First question: I’ve been trying to parry all questions about my age since I recognize that disclosing my age may undermine my authority in some respects. I do this nicely by not directly answering questions and responding to age querries with comments like “well, I’ve had six years of experience doing the particular job I’ve been hired to do” or, slightly more irreverently, “oh, I’m ancient but I’m a disciple of vitamins, veggies, and botox”. Am I doing the right thing to not directly mention my age? Do these sound like appropriate answers to you if I didn’t want to disclose my age or do I sound like I’m being sneaky and unhelpful? What about those who I sense have ulterior motives (e.g. trying to use my age as evidence of a lack of experience)? Any ideas how I should respond to them? Or do you think I should let everyone know my age so that these questions don’t get asked any more?
Second, (okay, this is more of a comment) I’m just really weirded out by the number of people who have asked me how old I am. I’m just trying to keep my nose down and do my job but I feel like once I have more seniority it may be a good idea to perhaps raise the issue that questions regarding age, marital status, etc. are somewhat complicated and troublesome. I don’t really want my company to get sued for violating any HR confidentiality practices. Should my employer be reminding employees that there are certain questions that they should not ask during the interview process and, more broadly, once new employees are hired? Does the confidentiality of the interview situation apply to all current employees of an organization?
Thanks for your help.
Not sooo young
Dear Youthful One,
Ahh, to have youth instead of just beauty. Or, umm, yeah. First, from a legal standpoint, your age only counts as a protected class if you are over 40, which you are not. From an annoyance standpoint, you’ve got a case.
I like your responses. I, being more obnoxious than you are, would start answering, “I’ll be 62 next week. Can’t wait until the grandkids come to visit!” or “I’m 15 and a half. Dad’s going to start giving me driving lessons next month!” But, that’s why I’m an evil HR Lady and you were only an evil HR Intern.

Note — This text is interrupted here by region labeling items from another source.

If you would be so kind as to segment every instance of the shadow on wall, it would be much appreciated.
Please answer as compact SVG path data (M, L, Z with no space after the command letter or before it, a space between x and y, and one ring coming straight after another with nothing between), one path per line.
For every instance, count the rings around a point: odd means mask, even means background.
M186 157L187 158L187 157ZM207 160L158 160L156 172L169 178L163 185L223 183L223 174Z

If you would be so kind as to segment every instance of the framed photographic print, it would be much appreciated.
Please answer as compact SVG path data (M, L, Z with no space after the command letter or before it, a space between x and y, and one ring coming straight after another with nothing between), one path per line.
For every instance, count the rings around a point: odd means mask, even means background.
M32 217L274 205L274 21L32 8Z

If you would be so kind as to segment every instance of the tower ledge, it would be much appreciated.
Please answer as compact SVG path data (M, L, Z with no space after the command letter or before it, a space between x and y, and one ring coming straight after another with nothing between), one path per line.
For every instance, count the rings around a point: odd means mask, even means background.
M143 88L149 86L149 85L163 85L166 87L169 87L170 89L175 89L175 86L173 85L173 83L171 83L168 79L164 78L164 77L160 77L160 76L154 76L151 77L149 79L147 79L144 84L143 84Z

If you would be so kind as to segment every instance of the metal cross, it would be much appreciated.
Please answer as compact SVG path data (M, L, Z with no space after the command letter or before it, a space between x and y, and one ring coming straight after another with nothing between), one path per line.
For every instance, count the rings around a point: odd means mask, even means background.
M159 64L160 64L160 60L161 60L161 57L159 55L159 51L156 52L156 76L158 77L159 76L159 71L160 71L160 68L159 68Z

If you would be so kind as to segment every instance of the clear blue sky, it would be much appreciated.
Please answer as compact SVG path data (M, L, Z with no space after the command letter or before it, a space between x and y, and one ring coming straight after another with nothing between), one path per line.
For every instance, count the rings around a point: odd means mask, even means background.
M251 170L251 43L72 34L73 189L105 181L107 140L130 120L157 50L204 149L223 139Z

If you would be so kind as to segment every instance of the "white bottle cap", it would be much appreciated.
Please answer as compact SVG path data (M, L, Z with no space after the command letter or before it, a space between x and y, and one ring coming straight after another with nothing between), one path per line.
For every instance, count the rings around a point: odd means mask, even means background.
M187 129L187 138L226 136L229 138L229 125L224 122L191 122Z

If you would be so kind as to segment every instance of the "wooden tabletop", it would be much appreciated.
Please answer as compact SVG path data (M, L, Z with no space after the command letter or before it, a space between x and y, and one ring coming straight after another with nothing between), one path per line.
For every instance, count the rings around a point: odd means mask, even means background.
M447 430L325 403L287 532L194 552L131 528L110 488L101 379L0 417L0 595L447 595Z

As I said, your age does not put you in a protected class, but if you find you are being discriminatd against you may wish to take it up to HR. My bet is that the reason your co-workers repeatedly ask you how old you are is because you are doing a fabulous job. If you were acting like they expected a dorky 22 year old to act they wouldn’t keep asking. But, because you are performing at a level that seems out of character for your perceived age, they keep asking.
It’s bothersome, but I would try to ignore it as best as possible.
While technically, you probably shouldn’t go around asking your co-workers and underlings questions that you wouldn’t ask in an interview, that’s what real life is all about. “Hey, I need Friday off for Good Friday” or, “we’re going to my mother-in-law’s for Passover” is part of daily conversation, although it reveals your religion. Someone may have a picture of their spouse or partner in their cube. You may have to leave a meeting early to go take some insulin or get something to eat if you are diabetic. You wouldn’t bring any of these things up in an interview, but it would be hard to hide them day to day.
And I’m not saying that you should. Your co-workers should all be adults and we should all be able to handle anything about you, as long as you are working hard.
The longer you are there and the more you prove yourself, the less frequent the questions should be. But, remember that co-workers are frequently like mothers. “Why aren’t you married?” will change, once you get married, to “When are you and Bill going to have a baby?” and (trust me on this one) once you have a baby the question will be, “So, Offspring is almost 4. Aren’t you about ready to have another baby?”
It’s life. It’s annoying, but there it is!
And all too soon no one will as you your age because you’ll look old like me.